Would they have meant anything to 99 percent of Americans 50 years ago? Yet now they are as recognizable and intuitive as a red light. We needed these symbols to help us navigate the linear, largely tape-driven technologies—audiocassettes and VCRs—that emerged more than three decades ago. Each new consumer-technology platform creates the need for new verbs. The first generation of television and radio gave us knobs that meant "change the channel" or "adjust the volume." Thanks to CDs, "fast-forward" and "rewind to the next chapter/song" have entered the pantheon. After a few years of seeing these icons on multiple appliances, they become second nature to us.
Verbs carry over from platform to platform, but new platforms also create new verbs. "Move to the next chapter/page" is largely a digital verb, the kind of basic command you need when dealing with a medium that knows something about the structure of the information it's presenting. You don't skip ahead automatically to the next chapter on traditional video, film, or audiotape unless it has been augmented with digital information that tags chapter or song divisions. Old cassette-tape players used to get around that limitation by looking for patches of silence in the audio signal and interpreting those patches as song breaks, which worked fine if you weren't listening to John Cage.
In the age of iGadgets, it is the loss of control that requires new verbs: We're handing decision making off to software, letting it set the mood at the party or suggest books to us. For the most part, I think this is a good thing, a technological trend likely to produce more diverse media consumption in the coming years as we shuffle through ever larger libraries. But smart algorithms, like smart pets, need to be trained. You have to give the software good feedback about its recommendations. That feedback needn't be nuanced; in fact, if the ultimate aim is to create new verbs that are universally recognized, the simpler the better.

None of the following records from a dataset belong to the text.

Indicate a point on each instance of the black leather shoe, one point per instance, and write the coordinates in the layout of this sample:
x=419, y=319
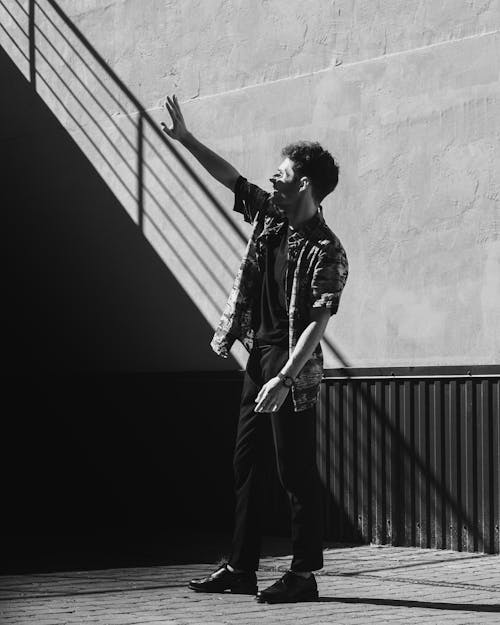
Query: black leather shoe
x=290, y=589
x=237, y=583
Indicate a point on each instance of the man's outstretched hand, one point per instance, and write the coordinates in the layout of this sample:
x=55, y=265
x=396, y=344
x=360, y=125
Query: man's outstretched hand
x=178, y=130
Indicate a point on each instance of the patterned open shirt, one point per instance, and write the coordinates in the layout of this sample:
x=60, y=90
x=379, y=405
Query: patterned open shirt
x=316, y=273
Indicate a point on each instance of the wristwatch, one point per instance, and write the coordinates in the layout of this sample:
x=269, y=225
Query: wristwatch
x=286, y=380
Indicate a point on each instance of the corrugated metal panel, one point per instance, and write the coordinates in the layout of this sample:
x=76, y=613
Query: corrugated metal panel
x=410, y=461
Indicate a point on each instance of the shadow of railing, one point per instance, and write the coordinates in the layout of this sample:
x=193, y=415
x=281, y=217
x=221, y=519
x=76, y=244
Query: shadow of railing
x=175, y=210
x=390, y=449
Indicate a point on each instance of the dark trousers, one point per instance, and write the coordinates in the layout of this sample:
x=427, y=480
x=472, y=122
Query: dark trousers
x=293, y=435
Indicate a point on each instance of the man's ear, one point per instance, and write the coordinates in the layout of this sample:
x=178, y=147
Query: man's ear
x=304, y=183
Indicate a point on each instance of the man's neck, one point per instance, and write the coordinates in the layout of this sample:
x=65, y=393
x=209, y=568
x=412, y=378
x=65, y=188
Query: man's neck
x=301, y=214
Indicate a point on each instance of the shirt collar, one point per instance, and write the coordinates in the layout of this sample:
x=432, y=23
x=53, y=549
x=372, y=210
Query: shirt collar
x=307, y=227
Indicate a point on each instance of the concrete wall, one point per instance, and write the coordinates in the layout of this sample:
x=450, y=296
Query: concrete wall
x=406, y=96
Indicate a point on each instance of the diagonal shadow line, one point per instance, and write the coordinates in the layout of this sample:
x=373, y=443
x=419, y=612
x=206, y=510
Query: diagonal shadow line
x=14, y=41
x=142, y=188
x=383, y=418
x=195, y=252
x=140, y=108
x=115, y=148
x=123, y=134
x=185, y=265
x=408, y=603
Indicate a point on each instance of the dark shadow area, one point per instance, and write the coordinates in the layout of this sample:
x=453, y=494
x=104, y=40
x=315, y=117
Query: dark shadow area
x=85, y=290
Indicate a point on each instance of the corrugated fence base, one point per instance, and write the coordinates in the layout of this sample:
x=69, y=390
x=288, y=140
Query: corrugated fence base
x=411, y=461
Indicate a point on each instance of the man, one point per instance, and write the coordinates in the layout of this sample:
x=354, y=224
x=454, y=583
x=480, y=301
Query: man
x=288, y=285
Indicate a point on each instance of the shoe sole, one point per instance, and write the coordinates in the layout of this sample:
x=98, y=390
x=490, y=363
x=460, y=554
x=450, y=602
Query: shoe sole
x=310, y=596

So here's my proposal. Any media platform that relies extensively on recommendations needs two universally recognized verbs, as fundamental as stop, play, cut, paste, open, and close. They would embody the commands "don't ever suggest this again" and "pay no attention to what I'm doing"—or in shorthand, "remove" and "ignore."
Remove is simple enough: When you're in the subway and Jethro Tull's "Aqualung" comes on, you click remove once and that hideous flute solo is forever banned. Do that for a few weeks, and you'll have a shuffle rotation that you can listen to without frantic adjustments. When your TiVo decides that you might like Fear Factor and starts recording episodes for you, you can tell it with one stern admonition: never again.
Ignore is a command directed at algorithms that learn by watching your behavior, like Amazon's recommendation system. Anyone who has bought more than a few books from Amazon knows how one quirky purchase can suddenly throw off the recommendation engine. You order a copy of Curious George Flies a Kite for your nephew, and for the next three weeks Amazon seems convinced that you've regressed to a kindergarten reading level. With an ignore button, however, you can simply say, "Don't pay any attention to this particular purchase; it's an anomaly."
You can find examples of these verbs already implemented throughout the digital worlds. TiVos include the wonderfully intuitive "thumbs up/thumbs down" buttons built right into the remote control. A number of browsers let you adopt a "private browsing" mode that doesn't record your surfing itinerary for as long as the option is selected. (Cynics sometimes call this porn mode.) The major search engines recently adopted a new hypertext standard called "no follow" that allows you to link to a page online without the search algorithms interpreting your link as an endorsement of the site. Amazon offers tools to modify its recommendation engine and does a great job of explaining the logic behind its picks. And you can tell Apple's iTunes software to take a song out of shuffle rotation, but you have to click through three different windows to do it.
The World Wide Web has its own version of shuffle play: a site established a decade ago called URouLette (www.uroulette.com). If you click the image of a roulette wheel on the front door, it takes you to a random page somewhere on the Web. Although not as useful as Google, the site provides a good introduction to the Internet's vast database.
The diversity of these solutions suggests just how serious the need for these new verbs is. But diversity is also part of the problem. For example, imagine living in a world in which every CD player had a different symbol for stop and play. Having too many solutions means that the people who end up using them are either the people who bother to read the instruction manual or the people who don't need to read the manual. Most consumers don't realize that these training tools exist, because they haven't been standardized into a simple, consistent vocabulary.
Designers, take heed. We need simple symbols that will help our smart software get smarter. The trend here is a dramatic one. Software recommendation engines were unheard of 15 years ago and have only been adopted in any mainstream sense for 5 years. Imagine how many cultural and social decisions will be made through them 20 years from now. If those decisions are going to be smart ones, the software algorithms will need to be trained by their masters.